By: Sarah T. McCain
In Part 1 of this article, I discussed the positives of good communication between spouses during a dissolution of marriage or a custody case. While a lot can be accomplished through maintaining amicable communications with the other party, it is important to know when communications have turned for the worse and when to speak up against those inappropriate communications. Unfortunately, often during any Colorado family law case, communication can take a negative turn, causing more anxiety and conflict for the parties. I often tell clients that they may see the worst version of the other party while the case is pending. It’s important to be prepared in terms of how to handle negative communications for purposes of protecting both your interests in your case and your sanity.
First, name calling and obscenities are never appropriate, especially in those cases involving custody or visitation. Upon receipt of such negative messages, it is easy to fall into the trap of wanting to respond in kind. It’s important to remain level headed and to not respond in a like manner. Often, these nasty messages do not contain vital information or requests and, therefore, do not require a response. If a response is necessary, it is important to remember that all communications are potential exhibits which the court/judge might see at trial. As such, it may be necessary to respond to those items that are necessary to respond to and to then simply ignore the insults and intimidation. This can turn into a complicated situation wherein it is best to have a your attorney determine when, and how, best to respond to what may be deemed inappropriate communication. If communications get to hostile, your attorney can always get involved, thereby ceasing the direct insults or hostile communications. I’m always willing and ready to step in when needed, though hope to keep costs down by staying out of the fray.
One should keep in mind that though I am suggesting that you not respond in some situations, I am not suggesting that you simply sit back and allow the other party to harass and intimidate. Often it is best to respond by stating that you do not appreciate the inappropriate communication and request that it stop immediately. If the other party refuses to stop communicating in a hostile or inappropriate manner, you do have the option of alerting the court to such interactions and requesting an order that it stop or that communication be made in a specified manner, such as using a service like “talking parents.” There are many services that provide communication assistance in divorce or custody cases and courts will often look to relegating all communications to this type of a site, thereby keeping a log of interactions for anyone, including the court, to see down the road. Not only do these types of sites have an amazing benefit of curtailing ugly communication, but they are also a useful tool for keeping detailed records, including potentially for future court preparation or for an expert, such as a Child and Family Investigator to review.

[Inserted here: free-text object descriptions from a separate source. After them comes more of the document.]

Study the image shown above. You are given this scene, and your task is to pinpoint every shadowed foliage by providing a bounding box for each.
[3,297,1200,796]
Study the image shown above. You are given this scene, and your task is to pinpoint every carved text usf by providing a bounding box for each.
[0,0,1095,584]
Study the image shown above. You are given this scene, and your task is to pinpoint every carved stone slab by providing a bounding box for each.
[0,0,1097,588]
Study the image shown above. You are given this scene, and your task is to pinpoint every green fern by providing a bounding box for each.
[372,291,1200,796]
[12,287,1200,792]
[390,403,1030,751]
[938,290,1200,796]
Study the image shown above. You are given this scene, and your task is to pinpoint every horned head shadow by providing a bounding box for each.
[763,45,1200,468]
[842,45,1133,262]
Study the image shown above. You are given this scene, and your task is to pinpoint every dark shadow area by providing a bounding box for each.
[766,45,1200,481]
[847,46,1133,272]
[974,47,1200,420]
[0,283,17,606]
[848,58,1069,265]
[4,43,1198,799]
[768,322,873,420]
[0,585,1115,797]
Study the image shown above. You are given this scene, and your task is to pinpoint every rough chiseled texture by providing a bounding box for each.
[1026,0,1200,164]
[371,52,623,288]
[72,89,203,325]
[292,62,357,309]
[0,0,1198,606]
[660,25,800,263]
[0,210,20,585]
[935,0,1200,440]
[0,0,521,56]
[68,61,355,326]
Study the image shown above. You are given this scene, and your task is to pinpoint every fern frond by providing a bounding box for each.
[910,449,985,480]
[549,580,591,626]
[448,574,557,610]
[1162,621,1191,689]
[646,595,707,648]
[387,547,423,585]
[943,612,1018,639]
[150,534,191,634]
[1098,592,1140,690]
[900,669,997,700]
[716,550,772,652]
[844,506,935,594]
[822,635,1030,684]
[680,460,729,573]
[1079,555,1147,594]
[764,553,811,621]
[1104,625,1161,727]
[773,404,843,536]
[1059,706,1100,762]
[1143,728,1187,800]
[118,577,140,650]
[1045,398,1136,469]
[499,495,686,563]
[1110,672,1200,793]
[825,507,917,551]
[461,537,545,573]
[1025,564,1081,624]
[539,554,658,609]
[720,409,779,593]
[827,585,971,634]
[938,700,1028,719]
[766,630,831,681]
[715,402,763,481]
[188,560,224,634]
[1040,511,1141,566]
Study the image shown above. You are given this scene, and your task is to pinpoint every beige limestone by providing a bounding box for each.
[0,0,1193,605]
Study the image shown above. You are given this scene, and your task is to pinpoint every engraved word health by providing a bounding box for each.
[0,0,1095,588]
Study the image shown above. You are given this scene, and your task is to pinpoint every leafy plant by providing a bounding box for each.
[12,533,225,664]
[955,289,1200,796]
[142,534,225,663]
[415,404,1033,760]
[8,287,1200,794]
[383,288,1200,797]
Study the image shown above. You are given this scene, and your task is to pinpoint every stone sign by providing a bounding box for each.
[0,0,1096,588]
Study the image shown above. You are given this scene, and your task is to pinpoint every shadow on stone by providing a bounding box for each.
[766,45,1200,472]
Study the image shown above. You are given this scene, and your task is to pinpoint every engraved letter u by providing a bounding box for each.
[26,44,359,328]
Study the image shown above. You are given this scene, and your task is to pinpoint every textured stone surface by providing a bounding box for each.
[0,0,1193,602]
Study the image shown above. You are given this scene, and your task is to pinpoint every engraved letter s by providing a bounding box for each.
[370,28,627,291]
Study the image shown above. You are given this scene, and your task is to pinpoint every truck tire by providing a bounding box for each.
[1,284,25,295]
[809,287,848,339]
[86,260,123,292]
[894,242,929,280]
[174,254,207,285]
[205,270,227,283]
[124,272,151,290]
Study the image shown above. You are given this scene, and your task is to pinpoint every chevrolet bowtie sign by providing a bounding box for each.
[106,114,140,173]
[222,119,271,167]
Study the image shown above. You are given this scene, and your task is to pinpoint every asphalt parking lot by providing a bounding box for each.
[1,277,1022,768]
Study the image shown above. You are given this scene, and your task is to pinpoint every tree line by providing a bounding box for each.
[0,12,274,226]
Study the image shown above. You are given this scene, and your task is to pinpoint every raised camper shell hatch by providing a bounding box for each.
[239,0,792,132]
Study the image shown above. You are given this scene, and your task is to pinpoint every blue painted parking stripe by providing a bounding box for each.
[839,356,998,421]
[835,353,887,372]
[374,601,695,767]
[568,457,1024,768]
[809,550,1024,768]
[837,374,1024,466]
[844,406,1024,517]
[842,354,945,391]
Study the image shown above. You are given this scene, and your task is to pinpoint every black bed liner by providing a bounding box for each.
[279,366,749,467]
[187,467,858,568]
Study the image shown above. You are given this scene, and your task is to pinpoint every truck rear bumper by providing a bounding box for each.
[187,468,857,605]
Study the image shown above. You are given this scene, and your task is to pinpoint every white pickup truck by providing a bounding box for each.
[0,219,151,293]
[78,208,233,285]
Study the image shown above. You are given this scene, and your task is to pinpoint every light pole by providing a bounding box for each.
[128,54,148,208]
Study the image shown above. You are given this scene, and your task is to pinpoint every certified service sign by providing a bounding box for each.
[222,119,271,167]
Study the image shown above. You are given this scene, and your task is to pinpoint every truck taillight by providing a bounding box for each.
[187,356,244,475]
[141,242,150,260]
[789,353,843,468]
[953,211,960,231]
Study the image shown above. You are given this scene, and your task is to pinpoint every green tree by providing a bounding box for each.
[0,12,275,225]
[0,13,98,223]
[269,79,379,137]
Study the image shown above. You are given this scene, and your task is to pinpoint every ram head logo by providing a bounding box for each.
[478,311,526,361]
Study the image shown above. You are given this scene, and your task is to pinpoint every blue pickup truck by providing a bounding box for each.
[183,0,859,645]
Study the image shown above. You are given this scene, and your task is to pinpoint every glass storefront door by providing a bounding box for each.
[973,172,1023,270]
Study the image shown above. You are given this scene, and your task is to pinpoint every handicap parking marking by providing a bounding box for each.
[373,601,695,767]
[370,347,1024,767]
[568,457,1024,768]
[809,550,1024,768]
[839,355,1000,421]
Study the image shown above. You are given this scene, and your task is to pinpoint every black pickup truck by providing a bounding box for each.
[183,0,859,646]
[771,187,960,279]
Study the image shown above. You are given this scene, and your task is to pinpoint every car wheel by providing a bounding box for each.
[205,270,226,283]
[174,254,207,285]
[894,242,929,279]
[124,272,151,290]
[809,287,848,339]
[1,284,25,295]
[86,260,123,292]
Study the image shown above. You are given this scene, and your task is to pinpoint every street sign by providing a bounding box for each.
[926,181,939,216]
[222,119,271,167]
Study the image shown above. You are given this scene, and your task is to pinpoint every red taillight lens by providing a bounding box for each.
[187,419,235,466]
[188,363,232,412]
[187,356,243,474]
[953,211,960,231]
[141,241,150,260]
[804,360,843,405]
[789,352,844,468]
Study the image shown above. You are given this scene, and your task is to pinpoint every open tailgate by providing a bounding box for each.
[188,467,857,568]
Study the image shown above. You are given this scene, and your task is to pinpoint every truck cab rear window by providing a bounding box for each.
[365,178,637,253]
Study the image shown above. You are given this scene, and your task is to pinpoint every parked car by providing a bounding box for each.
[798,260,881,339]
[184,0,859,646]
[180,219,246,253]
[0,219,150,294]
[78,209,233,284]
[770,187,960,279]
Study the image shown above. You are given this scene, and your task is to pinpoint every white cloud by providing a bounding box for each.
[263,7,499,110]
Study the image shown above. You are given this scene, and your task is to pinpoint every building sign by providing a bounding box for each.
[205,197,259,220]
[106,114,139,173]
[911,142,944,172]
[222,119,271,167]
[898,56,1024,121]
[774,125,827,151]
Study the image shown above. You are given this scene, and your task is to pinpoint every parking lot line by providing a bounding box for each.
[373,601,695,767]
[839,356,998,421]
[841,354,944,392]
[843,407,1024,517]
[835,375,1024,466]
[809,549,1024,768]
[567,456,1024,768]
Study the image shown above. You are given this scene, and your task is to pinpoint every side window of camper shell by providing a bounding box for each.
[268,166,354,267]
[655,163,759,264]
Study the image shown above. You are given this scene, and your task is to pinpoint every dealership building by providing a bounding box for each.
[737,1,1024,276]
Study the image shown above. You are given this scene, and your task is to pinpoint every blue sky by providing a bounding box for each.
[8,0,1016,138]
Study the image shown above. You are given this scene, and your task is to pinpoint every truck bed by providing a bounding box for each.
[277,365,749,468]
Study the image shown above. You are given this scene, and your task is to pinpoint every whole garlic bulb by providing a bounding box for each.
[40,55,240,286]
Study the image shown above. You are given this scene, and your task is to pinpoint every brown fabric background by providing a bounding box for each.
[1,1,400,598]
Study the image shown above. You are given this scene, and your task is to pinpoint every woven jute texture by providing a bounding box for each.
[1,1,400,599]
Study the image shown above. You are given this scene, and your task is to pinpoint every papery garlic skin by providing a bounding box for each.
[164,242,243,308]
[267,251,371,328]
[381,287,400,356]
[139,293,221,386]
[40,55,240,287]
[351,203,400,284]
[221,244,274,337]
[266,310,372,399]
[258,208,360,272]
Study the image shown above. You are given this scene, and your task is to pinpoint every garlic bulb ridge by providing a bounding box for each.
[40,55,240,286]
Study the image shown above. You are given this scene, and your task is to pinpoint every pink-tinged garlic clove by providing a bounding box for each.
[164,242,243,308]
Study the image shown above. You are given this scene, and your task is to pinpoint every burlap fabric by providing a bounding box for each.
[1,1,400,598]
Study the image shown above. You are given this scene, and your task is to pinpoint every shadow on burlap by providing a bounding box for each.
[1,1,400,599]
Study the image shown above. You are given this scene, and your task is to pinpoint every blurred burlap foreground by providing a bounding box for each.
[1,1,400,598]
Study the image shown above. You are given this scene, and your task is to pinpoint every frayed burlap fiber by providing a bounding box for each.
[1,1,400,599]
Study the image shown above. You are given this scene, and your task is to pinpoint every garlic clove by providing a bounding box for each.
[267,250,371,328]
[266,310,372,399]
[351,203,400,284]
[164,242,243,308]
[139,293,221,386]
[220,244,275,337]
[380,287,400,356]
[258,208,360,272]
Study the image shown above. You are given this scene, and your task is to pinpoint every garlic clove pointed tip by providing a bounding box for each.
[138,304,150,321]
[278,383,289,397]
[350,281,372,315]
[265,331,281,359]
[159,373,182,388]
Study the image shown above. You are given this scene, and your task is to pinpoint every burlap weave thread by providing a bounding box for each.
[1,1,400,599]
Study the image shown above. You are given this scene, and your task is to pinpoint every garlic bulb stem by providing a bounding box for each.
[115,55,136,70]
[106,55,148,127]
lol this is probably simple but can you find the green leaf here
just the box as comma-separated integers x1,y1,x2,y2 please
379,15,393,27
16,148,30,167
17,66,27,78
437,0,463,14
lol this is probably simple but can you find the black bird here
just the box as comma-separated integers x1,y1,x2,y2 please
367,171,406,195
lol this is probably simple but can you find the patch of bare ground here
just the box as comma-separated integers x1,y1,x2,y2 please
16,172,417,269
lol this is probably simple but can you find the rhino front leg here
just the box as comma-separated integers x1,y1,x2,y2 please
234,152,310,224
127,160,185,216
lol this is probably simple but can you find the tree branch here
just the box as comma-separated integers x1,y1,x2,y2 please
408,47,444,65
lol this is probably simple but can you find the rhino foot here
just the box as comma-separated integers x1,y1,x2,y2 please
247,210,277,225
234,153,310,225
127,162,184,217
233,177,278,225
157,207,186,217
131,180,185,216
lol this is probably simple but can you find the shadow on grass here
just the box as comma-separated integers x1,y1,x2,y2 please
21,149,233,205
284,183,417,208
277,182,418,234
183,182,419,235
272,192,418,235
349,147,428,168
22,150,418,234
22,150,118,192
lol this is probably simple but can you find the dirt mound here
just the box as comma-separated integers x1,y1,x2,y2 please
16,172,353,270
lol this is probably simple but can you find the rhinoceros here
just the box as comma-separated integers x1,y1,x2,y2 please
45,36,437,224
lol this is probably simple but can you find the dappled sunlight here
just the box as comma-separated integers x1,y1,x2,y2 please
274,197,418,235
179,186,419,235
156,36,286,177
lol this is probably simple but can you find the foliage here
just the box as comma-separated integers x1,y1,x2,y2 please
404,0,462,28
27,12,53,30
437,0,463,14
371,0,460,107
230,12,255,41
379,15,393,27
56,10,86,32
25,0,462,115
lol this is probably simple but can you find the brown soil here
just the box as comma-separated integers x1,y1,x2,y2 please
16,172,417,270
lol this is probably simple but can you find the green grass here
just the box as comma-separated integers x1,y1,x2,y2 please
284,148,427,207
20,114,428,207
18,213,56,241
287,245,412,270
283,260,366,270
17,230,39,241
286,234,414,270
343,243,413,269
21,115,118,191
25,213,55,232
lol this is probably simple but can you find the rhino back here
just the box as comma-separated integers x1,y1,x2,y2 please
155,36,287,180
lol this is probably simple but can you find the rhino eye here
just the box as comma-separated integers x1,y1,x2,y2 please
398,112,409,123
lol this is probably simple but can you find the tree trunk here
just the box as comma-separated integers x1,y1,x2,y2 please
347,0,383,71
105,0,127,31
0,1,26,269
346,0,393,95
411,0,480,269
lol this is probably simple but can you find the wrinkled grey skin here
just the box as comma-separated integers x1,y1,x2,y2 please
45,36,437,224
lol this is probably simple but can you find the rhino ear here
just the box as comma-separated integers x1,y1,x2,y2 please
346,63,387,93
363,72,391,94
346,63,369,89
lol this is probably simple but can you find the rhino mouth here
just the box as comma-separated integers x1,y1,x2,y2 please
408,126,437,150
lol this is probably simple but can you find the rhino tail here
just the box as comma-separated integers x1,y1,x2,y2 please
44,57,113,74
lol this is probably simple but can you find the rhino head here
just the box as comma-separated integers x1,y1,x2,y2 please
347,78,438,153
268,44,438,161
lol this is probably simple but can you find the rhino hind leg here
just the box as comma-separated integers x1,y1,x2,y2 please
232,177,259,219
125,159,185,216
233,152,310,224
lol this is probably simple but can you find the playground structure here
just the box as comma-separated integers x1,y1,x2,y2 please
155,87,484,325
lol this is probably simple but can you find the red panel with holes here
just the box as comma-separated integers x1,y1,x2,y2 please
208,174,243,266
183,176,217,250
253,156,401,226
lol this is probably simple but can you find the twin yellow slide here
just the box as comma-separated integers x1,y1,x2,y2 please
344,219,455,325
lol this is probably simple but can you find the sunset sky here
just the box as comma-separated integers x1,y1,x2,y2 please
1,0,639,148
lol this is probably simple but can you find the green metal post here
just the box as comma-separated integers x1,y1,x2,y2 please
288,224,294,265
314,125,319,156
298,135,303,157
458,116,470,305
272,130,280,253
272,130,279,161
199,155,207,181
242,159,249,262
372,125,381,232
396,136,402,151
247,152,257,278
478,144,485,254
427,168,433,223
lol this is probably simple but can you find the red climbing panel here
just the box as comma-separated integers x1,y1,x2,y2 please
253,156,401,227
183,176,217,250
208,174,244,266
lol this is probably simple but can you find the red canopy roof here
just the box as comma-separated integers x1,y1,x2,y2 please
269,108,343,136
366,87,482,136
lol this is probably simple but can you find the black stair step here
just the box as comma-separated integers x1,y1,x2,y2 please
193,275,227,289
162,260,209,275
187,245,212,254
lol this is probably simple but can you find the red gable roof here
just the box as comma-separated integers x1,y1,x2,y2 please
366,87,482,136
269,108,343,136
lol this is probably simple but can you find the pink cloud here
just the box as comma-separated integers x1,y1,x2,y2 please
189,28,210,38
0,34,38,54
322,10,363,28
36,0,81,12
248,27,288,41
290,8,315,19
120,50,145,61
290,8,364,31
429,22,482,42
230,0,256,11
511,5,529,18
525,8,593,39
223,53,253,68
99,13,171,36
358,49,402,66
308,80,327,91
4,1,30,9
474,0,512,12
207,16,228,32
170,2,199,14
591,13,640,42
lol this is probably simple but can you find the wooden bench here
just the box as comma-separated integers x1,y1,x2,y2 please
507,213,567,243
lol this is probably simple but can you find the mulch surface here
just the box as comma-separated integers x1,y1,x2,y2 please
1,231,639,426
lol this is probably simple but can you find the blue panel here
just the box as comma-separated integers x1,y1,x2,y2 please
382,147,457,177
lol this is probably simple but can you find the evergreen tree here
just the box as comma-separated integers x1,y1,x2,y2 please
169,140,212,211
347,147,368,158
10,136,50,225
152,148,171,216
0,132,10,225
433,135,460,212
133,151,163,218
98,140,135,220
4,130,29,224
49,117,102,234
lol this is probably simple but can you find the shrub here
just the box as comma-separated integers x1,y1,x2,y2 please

As indicated above, a negative communication can be used in court against the party making it. While I tell my clients to preserve emails and text messages they believe might be helpful, particularly when dealing with custody or visitation (parenting time) matters, I am also compelled to remind then that anything they say (written or oral) can be used against them. When it comes time for trial, presenting written communications to the court for admission as evidence must be done properly so as to comply with evidentiary rules. Failure to properly present written communications, such as emails or text messages, may render them inadmissible, meaning the court won’t see or consider them at hearing. There are some nuances to keep in mind related to written communications. Full communications or chains must be provided. These should not be edited in any manner, meaning that you cannot present only one side of a communication. The conversation on a certain date and time must be presented in its entirety for the Court to even consider the document.
I haven’t really touched on in person communication in this posting. Briefly, one should keep in mind that in person communications should be appropriate and businesslike, particularly in front of the children. If faces to face communication is needed and their is even a scintilla of danger or the potential for a false allegation, it is better to meet in a public place or not at all.
Finally, its recommended that you consult with an attorney at any time you feel that communications between you and the other party need to be addressed. If communications are good, those conversations can be turned into your final agreement, with the appropriate language provided by the attorney. If the communications are bad, an attorney can assist you in traversing the difficult steps of whether you should respond and how you should do it. In any divorce or custody case, what a person says truly does matter. Think before you talk.